During the team's time spent within the Metropolitan Basketball League earlier this season, the Visitations would briefly see an unknown forward with the last name of Brooks and an unknown center with the last name of Hillcrest joining the team for a game each as well, with the team's roster during their time within the MBL also including Mike Arrasate, Marty Bobbenrieth, George Clough, Red Conaty, Rody Cooney, John Frank, Bob Grody, Willie Lapchick, Harry McCrystal, Tom Purcell, Frank Roxbury, Willie Scrill, Eddie Stuchbury, and Dave Tobey as well. Not only that, but during the team's time within the American Basketball League, four of the Visitations' players from this season in Red Conaty, Mark Harper, Ray Kennedy, and Rusty Saunders would also play for the original Washington Palace Five team seen above as well while they were in the ABL before the Visitations replaced the Palace Five squad, with the Visitations' ABL roster also including Cliff Anderson, Joseph Brennan, Rody Cooney, Pat Herlihy, Willie Scrill, and Bucky Williams as well.

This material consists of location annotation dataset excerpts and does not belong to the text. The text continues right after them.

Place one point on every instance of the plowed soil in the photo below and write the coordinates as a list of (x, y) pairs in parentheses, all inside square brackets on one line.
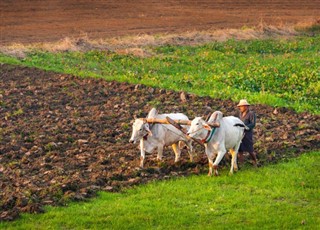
[(64, 138)]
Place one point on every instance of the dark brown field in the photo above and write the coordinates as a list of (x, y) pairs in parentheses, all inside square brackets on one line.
[(64, 138), (47, 21)]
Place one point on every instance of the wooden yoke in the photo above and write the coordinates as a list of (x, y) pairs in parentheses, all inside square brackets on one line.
[(165, 121), (178, 126)]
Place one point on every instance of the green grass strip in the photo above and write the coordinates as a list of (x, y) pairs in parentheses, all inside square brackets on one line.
[(279, 72), (282, 196)]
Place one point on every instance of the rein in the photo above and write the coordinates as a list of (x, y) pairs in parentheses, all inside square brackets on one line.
[(209, 135)]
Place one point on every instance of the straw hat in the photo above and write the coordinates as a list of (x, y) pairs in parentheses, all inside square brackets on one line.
[(243, 102)]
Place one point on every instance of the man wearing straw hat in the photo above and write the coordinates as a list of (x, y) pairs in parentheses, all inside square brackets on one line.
[(249, 119)]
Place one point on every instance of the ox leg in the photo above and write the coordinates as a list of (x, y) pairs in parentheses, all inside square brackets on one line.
[(234, 165), (190, 150), (176, 151), (217, 161), (143, 154), (210, 156)]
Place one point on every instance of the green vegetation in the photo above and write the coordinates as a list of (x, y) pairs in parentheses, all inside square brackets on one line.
[(283, 73), (282, 196)]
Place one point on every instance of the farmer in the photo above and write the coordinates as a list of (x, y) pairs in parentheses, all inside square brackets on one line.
[(249, 119)]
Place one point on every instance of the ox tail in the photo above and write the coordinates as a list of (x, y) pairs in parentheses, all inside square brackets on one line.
[(241, 125)]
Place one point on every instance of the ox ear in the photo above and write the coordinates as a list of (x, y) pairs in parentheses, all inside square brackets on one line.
[(148, 129), (206, 126)]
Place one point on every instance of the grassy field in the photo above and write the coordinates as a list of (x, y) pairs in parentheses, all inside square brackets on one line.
[(278, 72), (282, 196)]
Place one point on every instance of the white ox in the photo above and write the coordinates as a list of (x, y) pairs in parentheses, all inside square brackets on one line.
[(157, 136), (226, 135)]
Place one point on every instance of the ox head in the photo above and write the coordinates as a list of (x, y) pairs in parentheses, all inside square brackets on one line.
[(140, 129), (197, 127)]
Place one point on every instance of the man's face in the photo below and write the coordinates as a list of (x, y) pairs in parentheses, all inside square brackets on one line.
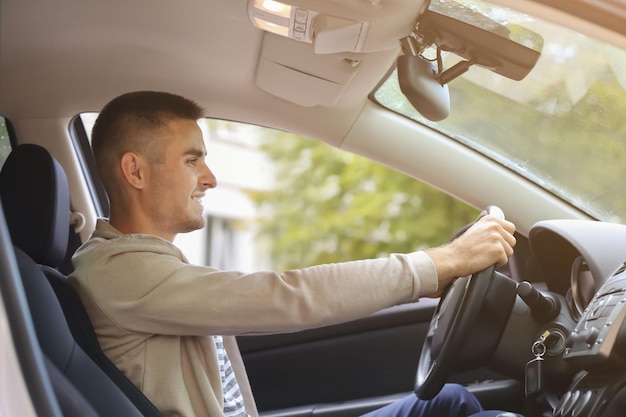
[(179, 180)]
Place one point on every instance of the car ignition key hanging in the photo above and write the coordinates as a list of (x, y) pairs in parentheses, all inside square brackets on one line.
[(534, 376)]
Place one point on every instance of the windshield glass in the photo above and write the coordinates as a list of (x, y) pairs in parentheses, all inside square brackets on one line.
[(562, 126)]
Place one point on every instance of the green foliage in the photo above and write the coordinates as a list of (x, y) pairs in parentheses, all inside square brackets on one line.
[(332, 206)]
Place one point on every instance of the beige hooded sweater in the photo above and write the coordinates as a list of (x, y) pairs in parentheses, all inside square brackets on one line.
[(154, 313)]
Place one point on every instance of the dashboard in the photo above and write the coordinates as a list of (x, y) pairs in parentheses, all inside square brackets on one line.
[(584, 266)]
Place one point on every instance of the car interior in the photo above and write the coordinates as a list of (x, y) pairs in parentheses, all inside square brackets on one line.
[(511, 108)]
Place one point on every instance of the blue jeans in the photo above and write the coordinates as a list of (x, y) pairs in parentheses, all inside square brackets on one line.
[(453, 401)]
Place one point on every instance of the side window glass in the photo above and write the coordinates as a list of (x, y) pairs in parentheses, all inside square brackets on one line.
[(285, 201), (80, 130), (6, 141)]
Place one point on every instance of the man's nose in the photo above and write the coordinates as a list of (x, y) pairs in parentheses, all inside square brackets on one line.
[(207, 179)]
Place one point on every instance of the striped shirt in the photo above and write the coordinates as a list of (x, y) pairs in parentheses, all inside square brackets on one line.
[(233, 400)]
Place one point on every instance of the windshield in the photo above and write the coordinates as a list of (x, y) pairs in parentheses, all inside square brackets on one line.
[(563, 126)]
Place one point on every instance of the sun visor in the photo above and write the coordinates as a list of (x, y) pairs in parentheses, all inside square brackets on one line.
[(285, 70)]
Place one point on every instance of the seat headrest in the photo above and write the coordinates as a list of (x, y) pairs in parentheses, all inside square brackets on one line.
[(36, 202)]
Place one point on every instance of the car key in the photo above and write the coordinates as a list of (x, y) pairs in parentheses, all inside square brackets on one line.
[(533, 375)]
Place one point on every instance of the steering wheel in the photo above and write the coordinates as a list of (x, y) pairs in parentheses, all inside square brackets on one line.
[(451, 326)]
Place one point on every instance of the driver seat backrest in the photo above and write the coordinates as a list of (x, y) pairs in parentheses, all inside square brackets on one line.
[(35, 198)]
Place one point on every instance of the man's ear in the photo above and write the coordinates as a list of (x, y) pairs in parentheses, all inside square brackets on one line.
[(134, 169)]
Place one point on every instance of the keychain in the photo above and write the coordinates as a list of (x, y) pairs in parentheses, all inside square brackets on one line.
[(534, 375)]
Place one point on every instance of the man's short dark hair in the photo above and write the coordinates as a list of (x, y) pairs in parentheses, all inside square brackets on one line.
[(132, 121)]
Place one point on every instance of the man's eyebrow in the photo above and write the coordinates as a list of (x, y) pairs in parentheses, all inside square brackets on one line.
[(196, 152)]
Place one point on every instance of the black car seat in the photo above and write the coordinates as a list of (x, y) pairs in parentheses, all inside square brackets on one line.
[(35, 198)]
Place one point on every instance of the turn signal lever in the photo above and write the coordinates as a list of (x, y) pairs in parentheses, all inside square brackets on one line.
[(543, 308)]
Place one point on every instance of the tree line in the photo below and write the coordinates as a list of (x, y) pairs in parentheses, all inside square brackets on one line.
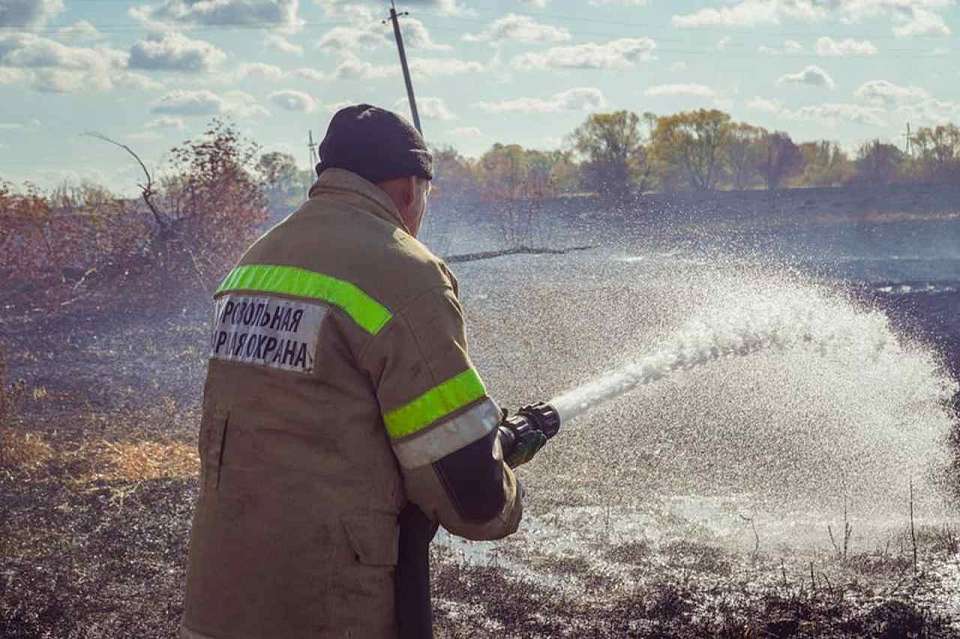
[(215, 192), (622, 154)]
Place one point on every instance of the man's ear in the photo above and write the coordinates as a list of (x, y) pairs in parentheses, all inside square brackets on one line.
[(410, 190)]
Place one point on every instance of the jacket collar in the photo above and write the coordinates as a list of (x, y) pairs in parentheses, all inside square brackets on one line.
[(376, 201)]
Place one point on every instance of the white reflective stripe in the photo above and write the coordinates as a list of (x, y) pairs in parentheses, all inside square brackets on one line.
[(427, 446)]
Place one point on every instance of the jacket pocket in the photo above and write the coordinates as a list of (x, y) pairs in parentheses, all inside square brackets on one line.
[(373, 537), (213, 439)]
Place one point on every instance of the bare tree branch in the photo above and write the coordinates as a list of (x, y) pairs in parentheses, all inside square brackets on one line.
[(146, 191)]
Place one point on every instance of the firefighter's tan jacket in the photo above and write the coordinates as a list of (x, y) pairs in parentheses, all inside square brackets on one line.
[(338, 383)]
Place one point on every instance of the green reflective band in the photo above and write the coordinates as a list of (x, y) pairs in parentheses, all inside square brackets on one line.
[(288, 280), (438, 402)]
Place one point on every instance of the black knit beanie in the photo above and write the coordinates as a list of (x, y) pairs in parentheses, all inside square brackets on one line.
[(374, 143)]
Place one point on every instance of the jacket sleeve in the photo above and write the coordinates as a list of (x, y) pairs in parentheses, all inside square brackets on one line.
[(441, 424)]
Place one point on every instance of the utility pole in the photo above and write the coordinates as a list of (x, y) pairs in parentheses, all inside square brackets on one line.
[(314, 158), (403, 63)]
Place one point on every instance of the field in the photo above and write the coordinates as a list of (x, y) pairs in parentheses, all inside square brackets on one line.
[(644, 520)]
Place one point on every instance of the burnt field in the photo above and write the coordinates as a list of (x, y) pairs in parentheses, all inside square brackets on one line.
[(761, 496)]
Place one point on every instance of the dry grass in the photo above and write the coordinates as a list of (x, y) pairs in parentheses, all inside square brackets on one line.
[(143, 460), (29, 453), (98, 459)]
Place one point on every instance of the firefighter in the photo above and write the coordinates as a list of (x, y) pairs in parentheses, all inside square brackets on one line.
[(342, 417)]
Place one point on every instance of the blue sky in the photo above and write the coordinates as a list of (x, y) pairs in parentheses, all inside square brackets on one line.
[(151, 74)]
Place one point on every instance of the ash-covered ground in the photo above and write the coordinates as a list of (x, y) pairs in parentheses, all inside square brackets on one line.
[(752, 496)]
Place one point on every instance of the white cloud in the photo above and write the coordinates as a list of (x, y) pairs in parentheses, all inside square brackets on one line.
[(48, 65), (292, 100), (242, 105), (827, 114), (138, 81), (812, 76), (353, 68), (885, 93), (827, 47), (922, 22), (181, 102), (340, 39), (28, 13), (433, 67), (307, 73), (910, 17), (699, 90), (616, 54), (276, 42), (764, 104), (579, 99), (790, 47), (166, 122), (416, 36), (80, 31), (750, 13), (427, 107), (341, 8), (175, 52), (278, 14), (260, 70), (273, 73), (469, 132), (11, 76), (336, 106), (832, 114), (521, 29), (205, 102)]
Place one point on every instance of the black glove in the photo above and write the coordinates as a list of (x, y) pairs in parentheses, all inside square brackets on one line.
[(525, 446), (520, 439)]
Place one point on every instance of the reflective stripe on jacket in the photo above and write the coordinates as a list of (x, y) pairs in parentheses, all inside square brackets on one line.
[(339, 389)]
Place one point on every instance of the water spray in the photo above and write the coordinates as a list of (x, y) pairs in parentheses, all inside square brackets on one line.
[(776, 317)]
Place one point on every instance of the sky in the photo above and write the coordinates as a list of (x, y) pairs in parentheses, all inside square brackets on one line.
[(153, 74)]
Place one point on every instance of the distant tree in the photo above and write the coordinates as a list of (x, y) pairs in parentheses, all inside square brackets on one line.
[(692, 145), (215, 201), (824, 164), (612, 153), (878, 163), (779, 159), (502, 172), (282, 182), (454, 175), (938, 153), (742, 152)]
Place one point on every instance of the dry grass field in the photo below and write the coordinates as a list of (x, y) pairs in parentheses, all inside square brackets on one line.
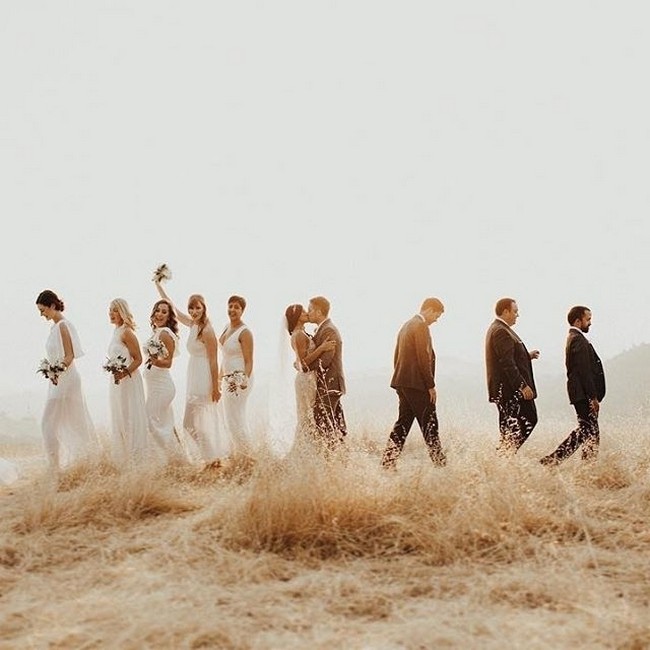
[(298, 553)]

==American Basketball League Standings==
===Eastern Division===

Eastern Division
| Team | Wins | Losses | Winning % |
|---|---|---|---|
| New York (Original) Celtics | 40 | 9 | .816 |
| Philadelphia Warriors | 30 | 21 | .588 |
| Washington Palace Five (/ Laundrymen) / Brooklyn Visitations* | 25 | 26 | .490 |
| Rochester Centrals | 24 | 28 | .462 |

- – The Washington Palace Five / Laundrymen franchise would have their franchise rights and record be transferred out to the Brooklyn Visitations by January 3, 1928 for the unofficial second half of the season.

===Western Division===

Western Division
| Team | Wins | Losses | Winning % |
|---|---|---|---|
| Fort Wayne Hoosiers | 27 | 24 | .529 |
| Cleveland Rosenblums | 22 | 29 | .431 |
| Chicago Bruins | 13 | 36 | .265 |
| Detroit Cardinals / Olympians† | 5 | 13 | .278 |

† – Withdrew from the ABL on January 3, 1928 by the start of the unofficial second half of the season.